TypeError – If edge_list is not list or ndarray.

get_sampled_neighbors(node_list, neighbor_nums, neighbor_types, strategy=SamplingStrategy.RANDOM)[source]

Get sampled neighbor information.

The api supports multi-hop neighbor sampling. That is, the previous sampling result is used as the input of next-hop sampling. A maximum of 6-hop are allowed.

The sampling result is tiled into a list in the format of [input node, 1-hop sampling result, 2-hop sampling result …].

Parameters
  • node_list (Union[list, numpy.ndarray]) – The given list of nodes.

  • neighbor_nums (Union[list, numpy.ndarray]) – Number of neighbors sampled per hop.

  • neighbor_types (Union[list, numpy.ndarray]) – Neighbor type sampled per hop, type of each element in neighbor_types should be str.

  • strategy (SamplingStrategy, optional) –

    Sampling strategy. Default: SamplingStrategy.RANDOM. It can be any of [SamplingStrategy.RANDOM, SamplingStrategy.EDGE_WEIGHT].

    • SamplingStrategy.RANDOM, random sampling with replacement.

    • SamplingStrategy.EDGE_WEIGHT, sampling with edge weight as probability.

Returns

numpy.ndarray, array of neighbors.

Examples

>>> nodes = graph.get_all_nodes(node_type="0")
>>> neighbors = graph.get_sampled_neighbors(node_list=nodes, neighbor_nums=[2, 2],
...                                         neighbor_types=["0", "0"])
Raises
  • TypeError – If node_list is not list or ndarray.

  • TypeError – If neighbor_nums is not list or ndarray.

  • TypeError – If neighbor_types is not list or ndarray.

graph_info()[source]

Get the meta information of the graph, including the number of nodes, the type of nodes, the feature information of nodes, the number of edges, the type of edges, and the feature information of edges.

Returns

dict, meta information of the graph.
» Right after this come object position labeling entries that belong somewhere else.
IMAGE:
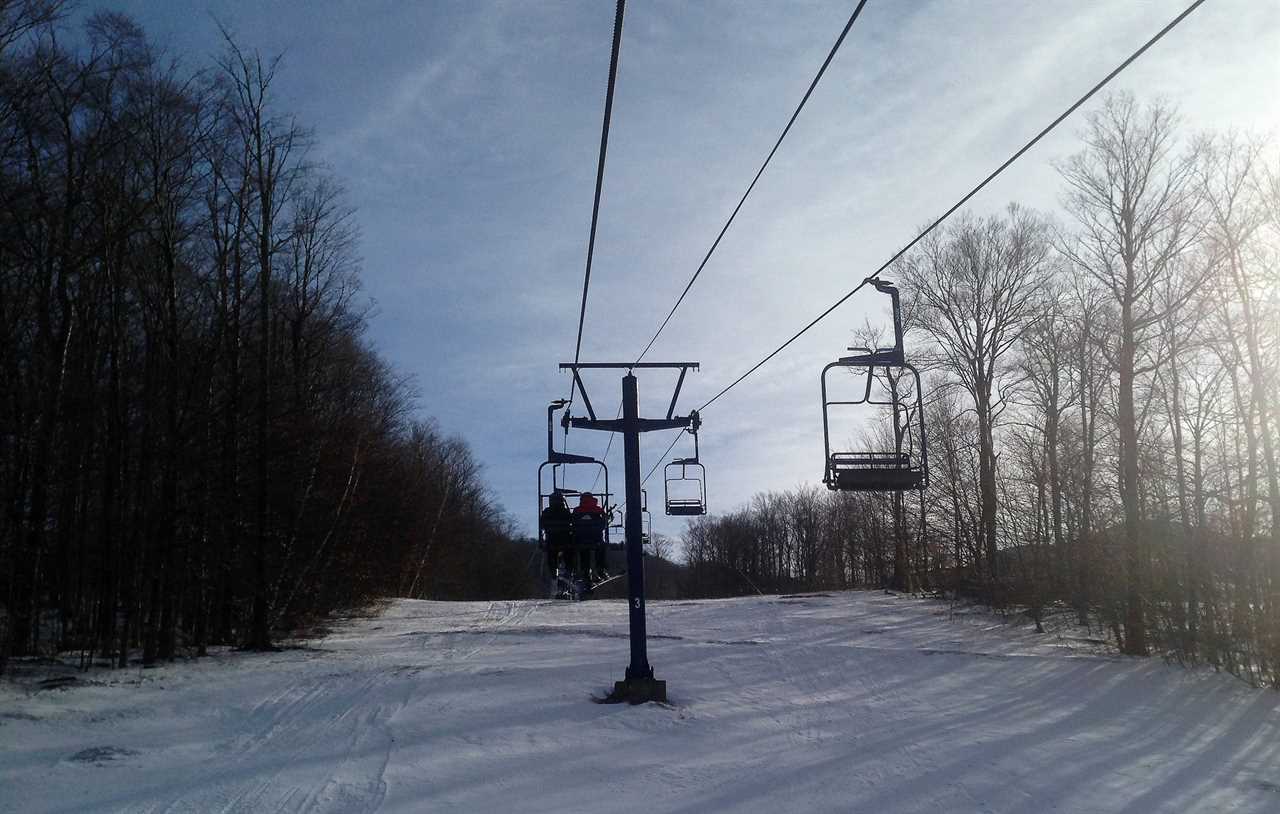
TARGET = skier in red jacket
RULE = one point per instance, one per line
(589, 522)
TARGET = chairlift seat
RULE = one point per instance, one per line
(685, 508)
(872, 471)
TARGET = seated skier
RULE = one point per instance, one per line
(557, 530)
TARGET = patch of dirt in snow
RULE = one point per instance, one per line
(103, 754)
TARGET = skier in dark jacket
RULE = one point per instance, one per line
(557, 530)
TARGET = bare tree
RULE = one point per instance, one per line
(976, 287)
(1133, 197)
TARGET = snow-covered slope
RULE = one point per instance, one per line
(854, 702)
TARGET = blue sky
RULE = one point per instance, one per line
(466, 135)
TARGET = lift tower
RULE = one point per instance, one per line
(639, 685)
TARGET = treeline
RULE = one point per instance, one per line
(1101, 410)
(197, 444)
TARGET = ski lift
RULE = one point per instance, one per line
(685, 481)
(905, 466)
(563, 539)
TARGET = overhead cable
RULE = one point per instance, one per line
(965, 199)
(599, 182)
(840, 40)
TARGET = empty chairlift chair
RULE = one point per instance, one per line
(892, 387)
(686, 483)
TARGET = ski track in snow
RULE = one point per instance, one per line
(856, 702)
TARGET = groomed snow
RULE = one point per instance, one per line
(856, 702)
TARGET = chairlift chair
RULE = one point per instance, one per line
(685, 483)
(905, 467)
(557, 462)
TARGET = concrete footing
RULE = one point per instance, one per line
(638, 691)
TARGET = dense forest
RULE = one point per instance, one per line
(1101, 396)
(197, 443)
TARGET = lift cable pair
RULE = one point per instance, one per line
(732, 215)
(599, 178)
(950, 211)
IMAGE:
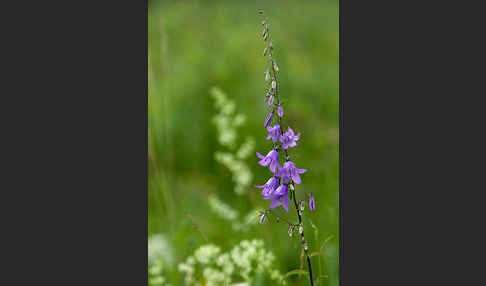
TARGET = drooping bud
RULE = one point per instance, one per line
(262, 218)
(291, 230)
(312, 203)
(269, 119)
(270, 100)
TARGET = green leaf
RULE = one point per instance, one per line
(295, 272)
(316, 253)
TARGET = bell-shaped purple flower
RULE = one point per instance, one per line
(269, 119)
(270, 160)
(270, 100)
(289, 170)
(288, 139)
(281, 197)
(269, 188)
(280, 111)
(273, 132)
(312, 203)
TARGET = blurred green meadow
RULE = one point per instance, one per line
(194, 46)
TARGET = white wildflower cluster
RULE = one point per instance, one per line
(226, 122)
(159, 255)
(208, 266)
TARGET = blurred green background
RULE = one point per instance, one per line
(195, 45)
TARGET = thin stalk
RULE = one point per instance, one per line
(287, 157)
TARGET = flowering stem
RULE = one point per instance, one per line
(287, 157)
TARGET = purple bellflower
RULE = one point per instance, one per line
(269, 119)
(269, 188)
(289, 170)
(312, 203)
(270, 100)
(270, 160)
(280, 111)
(288, 139)
(281, 197)
(274, 133)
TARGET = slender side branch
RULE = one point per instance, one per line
(274, 69)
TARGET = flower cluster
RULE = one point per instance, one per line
(210, 266)
(277, 187)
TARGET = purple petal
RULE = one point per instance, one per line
(275, 203)
(285, 202)
(296, 178)
(268, 119)
(312, 203)
(300, 171)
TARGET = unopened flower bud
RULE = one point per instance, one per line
(262, 218)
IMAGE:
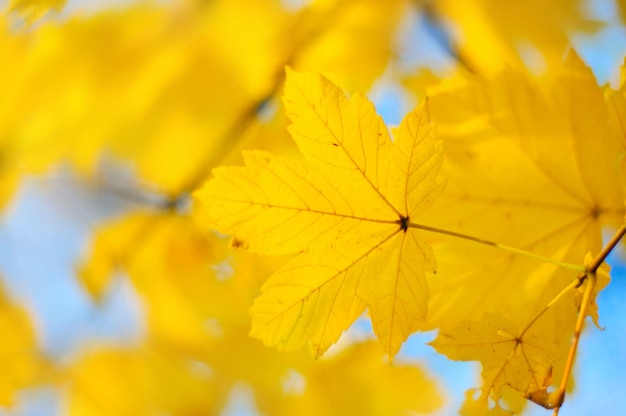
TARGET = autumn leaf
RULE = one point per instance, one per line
(522, 361)
(34, 9)
(347, 211)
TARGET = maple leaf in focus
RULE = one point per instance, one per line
(522, 361)
(347, 211)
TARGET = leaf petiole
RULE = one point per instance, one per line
(575, 267)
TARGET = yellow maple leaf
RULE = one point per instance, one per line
(530, 163)
(34, 9)
(348, 212)
(522, 361)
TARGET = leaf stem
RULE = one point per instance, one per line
(590, 276)
(570, 266)
(574, 284)
(582, 313)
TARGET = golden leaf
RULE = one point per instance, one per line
(347, 211)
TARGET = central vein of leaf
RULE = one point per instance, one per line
(404, 223)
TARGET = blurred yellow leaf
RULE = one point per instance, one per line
(34, 9)
(138, 381)
(522, 361)
(530, 163)
(493, 36)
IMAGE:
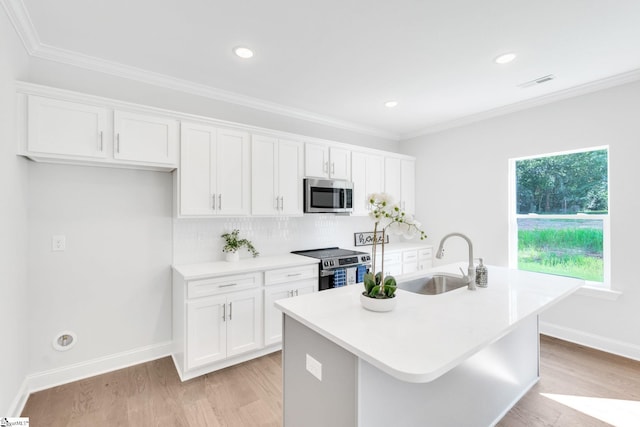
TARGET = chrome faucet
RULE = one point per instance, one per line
(471, 272)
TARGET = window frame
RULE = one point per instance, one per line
(606, 218)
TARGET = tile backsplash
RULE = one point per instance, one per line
(198, 240)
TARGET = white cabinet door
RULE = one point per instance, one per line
(206, 331)
(392, 179)
(276, 176)
(197, 156)
(145, 138)
(244, 325)
(232, 172)
(367, 174)
(214, 171)
(264, 175)
(290, 175)
(273, 316)
(408, 185)
(339, 163)
(316, 160)
(323, 161)
(66, 128)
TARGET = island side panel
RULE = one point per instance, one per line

The key is node_type, edge_type, node_num, edge_num, node_feature_type, edge_feature_type and graph_feature_type.

random_walk(target_nodes, meta_path, step_home_param=1.0, step_away_param=1.0, default_node=- 1)

Random walk in nodes.

Parameters
  • target_nodes (list[int]) – Start node list in random walk

  • meta_path (list[int]) – node type for each walk step

  • step_home_param (float, optional) – return hyper parameter in node2vec algorithm. Default: 1.0.

  • step_away_param (float, optional) – in out hyper parameter in node2vec algorithm. Default: 1.0.

  • default_node (int, optional) – default node if no more neighbors found. Default: -1. A default value of -1 indicates that no node is given.

Returns

numpy.ndarray, array of nodes.

Examples

>>> nodes = graph_data.get_all_nodes(node_type=1)
>>> walks = graph_data.random_walk(target_nodes=nodes, meta_path=[2, 1, 2])
Raises
  • TypeError – If target_nodes is not list or ndarray.

  • TypeError – If meta_path is not list or ndarray.